2. I leitura (Jr 23,1-6): Ai dos pastores
que dispersam meu rebanho
Por meio de
Jeremias, Deus condena a conduta dos maus pastores, os líderes religiosos
daquela época. Em vez de reunir as ovelhas (o povo de Deus), dispersavam-nas.
Em vez de cuidar delas, deixavam-nas perecer. Essas duas atividades principais
do pastoreio, reunir as ovelhas e delas cuidar, estavam sendo negligenciadas
pelos pastores do povo. Por isso Deus mesmo cuidará de suas ovelhas e as
entregará a pastores mais dignos.
Além do
simbolismo do pastor e do rebanho, o texto de Jeremias utiliza o símbolo do
brotinho nascido de um tronco de árvore cortada. Esse brotinho representa o
Messias, o rei pastor, sob cujo governo as ovelhas dispersas de Israel serão
finalmente reunidas e poderão desfrutar de segurança, justiça e paz.

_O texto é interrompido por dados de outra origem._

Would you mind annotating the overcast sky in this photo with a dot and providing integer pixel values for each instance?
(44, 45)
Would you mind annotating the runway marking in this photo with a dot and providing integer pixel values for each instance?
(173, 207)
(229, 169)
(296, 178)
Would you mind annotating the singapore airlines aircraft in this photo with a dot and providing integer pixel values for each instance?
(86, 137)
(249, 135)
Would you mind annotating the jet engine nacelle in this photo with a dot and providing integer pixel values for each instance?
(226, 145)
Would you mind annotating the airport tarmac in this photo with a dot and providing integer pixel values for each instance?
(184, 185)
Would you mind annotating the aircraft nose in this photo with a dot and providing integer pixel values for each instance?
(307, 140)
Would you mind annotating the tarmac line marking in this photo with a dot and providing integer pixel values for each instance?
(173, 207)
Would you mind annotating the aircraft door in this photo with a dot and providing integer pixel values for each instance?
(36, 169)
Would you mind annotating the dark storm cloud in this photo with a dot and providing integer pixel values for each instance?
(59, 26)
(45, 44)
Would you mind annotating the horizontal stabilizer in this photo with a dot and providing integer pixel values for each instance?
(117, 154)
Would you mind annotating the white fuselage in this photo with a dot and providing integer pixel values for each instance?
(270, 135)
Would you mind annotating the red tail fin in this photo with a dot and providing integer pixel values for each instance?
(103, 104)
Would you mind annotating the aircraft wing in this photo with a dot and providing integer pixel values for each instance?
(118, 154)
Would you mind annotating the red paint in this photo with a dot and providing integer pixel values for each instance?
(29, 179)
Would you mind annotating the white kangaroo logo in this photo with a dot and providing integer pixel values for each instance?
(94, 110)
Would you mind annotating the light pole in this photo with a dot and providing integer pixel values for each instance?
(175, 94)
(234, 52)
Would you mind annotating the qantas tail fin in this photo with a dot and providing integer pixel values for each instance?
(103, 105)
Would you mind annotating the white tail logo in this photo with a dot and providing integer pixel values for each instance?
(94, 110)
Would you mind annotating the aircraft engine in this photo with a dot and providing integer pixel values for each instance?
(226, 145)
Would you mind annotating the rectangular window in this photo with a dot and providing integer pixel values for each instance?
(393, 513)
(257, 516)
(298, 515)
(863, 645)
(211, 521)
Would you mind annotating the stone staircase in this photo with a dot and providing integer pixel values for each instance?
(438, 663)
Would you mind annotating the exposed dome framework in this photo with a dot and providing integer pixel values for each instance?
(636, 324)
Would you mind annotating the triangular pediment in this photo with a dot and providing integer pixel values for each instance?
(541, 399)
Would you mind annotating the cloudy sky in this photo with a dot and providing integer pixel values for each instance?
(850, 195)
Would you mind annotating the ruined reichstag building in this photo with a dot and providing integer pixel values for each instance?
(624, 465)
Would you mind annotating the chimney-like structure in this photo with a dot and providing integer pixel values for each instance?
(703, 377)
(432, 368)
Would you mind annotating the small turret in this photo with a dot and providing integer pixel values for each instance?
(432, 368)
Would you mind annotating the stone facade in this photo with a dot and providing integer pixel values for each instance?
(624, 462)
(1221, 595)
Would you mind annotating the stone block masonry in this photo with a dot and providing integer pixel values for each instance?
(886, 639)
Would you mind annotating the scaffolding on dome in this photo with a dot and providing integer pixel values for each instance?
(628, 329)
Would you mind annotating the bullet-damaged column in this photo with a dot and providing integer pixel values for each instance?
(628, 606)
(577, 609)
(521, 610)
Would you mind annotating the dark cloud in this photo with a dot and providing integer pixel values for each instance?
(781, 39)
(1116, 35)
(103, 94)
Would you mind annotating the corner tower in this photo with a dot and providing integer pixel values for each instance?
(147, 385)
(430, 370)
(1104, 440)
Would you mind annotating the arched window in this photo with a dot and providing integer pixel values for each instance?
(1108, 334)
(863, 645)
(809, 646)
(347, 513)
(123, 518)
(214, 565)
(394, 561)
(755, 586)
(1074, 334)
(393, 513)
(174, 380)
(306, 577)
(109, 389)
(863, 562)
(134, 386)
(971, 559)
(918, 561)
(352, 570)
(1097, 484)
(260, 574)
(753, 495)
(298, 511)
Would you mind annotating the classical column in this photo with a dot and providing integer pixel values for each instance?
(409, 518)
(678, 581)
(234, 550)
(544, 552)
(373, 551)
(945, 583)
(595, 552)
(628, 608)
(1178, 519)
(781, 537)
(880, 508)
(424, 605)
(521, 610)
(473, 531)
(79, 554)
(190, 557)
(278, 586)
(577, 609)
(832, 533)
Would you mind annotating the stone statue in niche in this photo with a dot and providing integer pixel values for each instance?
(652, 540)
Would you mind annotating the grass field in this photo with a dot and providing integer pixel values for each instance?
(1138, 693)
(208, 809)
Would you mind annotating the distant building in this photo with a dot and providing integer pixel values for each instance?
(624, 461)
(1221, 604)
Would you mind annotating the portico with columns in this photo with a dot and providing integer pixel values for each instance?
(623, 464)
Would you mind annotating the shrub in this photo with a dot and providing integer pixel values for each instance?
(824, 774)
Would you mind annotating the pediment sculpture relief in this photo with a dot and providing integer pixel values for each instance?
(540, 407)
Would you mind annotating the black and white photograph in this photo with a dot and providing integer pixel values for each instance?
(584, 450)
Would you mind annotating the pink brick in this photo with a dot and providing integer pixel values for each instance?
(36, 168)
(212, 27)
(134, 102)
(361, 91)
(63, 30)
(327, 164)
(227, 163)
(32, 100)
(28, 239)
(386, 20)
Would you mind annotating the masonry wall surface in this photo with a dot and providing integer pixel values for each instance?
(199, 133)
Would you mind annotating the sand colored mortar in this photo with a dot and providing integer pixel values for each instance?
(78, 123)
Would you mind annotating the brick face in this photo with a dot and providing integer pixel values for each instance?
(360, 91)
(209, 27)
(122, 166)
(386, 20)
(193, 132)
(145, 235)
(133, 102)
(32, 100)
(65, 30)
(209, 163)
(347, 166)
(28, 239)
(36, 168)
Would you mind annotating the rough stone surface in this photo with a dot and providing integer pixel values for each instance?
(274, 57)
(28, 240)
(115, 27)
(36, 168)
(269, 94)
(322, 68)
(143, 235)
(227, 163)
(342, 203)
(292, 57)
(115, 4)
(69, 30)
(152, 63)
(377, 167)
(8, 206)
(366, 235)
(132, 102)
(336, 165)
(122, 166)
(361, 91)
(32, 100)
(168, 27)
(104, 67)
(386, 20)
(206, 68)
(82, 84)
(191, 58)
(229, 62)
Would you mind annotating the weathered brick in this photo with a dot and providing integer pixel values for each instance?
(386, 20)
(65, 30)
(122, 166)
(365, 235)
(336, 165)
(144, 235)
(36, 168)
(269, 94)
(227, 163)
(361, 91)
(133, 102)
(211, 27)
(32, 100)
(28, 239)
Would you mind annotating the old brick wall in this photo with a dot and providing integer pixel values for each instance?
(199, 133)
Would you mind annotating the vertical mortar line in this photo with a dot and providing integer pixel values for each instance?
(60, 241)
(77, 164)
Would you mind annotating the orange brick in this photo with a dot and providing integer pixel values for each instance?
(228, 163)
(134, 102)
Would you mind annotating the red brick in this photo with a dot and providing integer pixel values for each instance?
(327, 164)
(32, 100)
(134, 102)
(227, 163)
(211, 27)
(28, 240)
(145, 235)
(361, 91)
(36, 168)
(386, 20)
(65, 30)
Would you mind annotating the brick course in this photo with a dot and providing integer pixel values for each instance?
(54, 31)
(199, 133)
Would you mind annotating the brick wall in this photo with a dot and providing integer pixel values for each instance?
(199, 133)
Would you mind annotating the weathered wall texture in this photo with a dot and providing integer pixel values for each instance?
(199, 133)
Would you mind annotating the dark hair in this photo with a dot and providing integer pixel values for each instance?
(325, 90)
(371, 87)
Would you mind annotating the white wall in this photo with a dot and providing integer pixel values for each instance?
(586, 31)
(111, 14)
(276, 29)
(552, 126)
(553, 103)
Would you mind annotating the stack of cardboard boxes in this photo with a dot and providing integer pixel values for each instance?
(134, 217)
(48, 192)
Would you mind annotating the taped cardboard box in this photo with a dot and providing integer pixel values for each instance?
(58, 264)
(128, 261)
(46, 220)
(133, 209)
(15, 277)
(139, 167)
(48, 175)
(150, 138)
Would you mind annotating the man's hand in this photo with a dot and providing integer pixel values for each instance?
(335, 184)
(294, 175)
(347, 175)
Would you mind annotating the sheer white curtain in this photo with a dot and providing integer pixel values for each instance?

3. II leitura (Ef 2,13-18): Reconciliados
com Deus mediante a cruz
Ainda no
quadro da salvação universal realizada por Deus por intermédio de Cristo, a
segunda leitura nos lembra que, pela cruz, as ovelhas dispersas, não
pertencentes ao povo de Israel, mas às outras nações, foram reunidas ao antigo
povo de Deus. Israel bem como as demais nações foram reconciliados em Cristo e
se tornaram amigos de Deus. Todos os seres humanos foram irmanados por meio de
Jesus, todas as ovelhas foram reunidas em um só rebanho no Messias. Todos
receberam um só Espírito. Tudo isso é o fruto da oferta da vida que Jesus fez a
Deus por suas ovelhas.
III. PISTAS PARA REFLEXÃO
– Lido com
olhos cristãos, o salmo responsorial delineia a figura de Jesus, o bom pastor,
e expressa a alegria dos fiéis: “O Senhor é meu pastor, nada me falta” (Sl
23,1). Jesus é o pastor que cuidadosamente guarda seu rebanho, defende-o dos
perigos, alimenta-o com a rica mesa de sua palavra e do seu Corpo e Sangue.
– É
importante enfatizar na homilia a experiência existencial e profunda de cada
cristão com o Cristo ressuscitado. A eucaristia já não pode ser entendida como
uma obrigação do católico, mas como o momento em que Cristo reúne suas ovelhas,
após os trabalhos e as lutas por um mundo melhor, para que possam restaurar
suas forças e ser alimentadas por sua palavra e pelo pão eucarístico.
– Também é
importante que as celebrações efetivamente proporcionem um encontro pessoal e
comunitário com o Ressuscitado, em vez de serem rituais mecânicos e enfadonhos,
em que o presidente da celebração pronuncia palavras vazias de espiritualidade
e vida plena. Não esqueçamos a palavra de Jeremias: “Ai de vós, pastores, que
dispersam e destroem as ovelhas”.
* Graduada em Filosofia pela Universidade Estadual do Ceará e em Teologia pela Faculdade Jesuíta de Filosofia e Teologia (FAJE), onde também cursou mestrado e doutorado em Teologia Bíblica e lecionou por alguns anos. Atualmente leciona na Faculdade Católica de Fortaleza e em diversas outras faculdades de Teologia e centros de formação pastoral.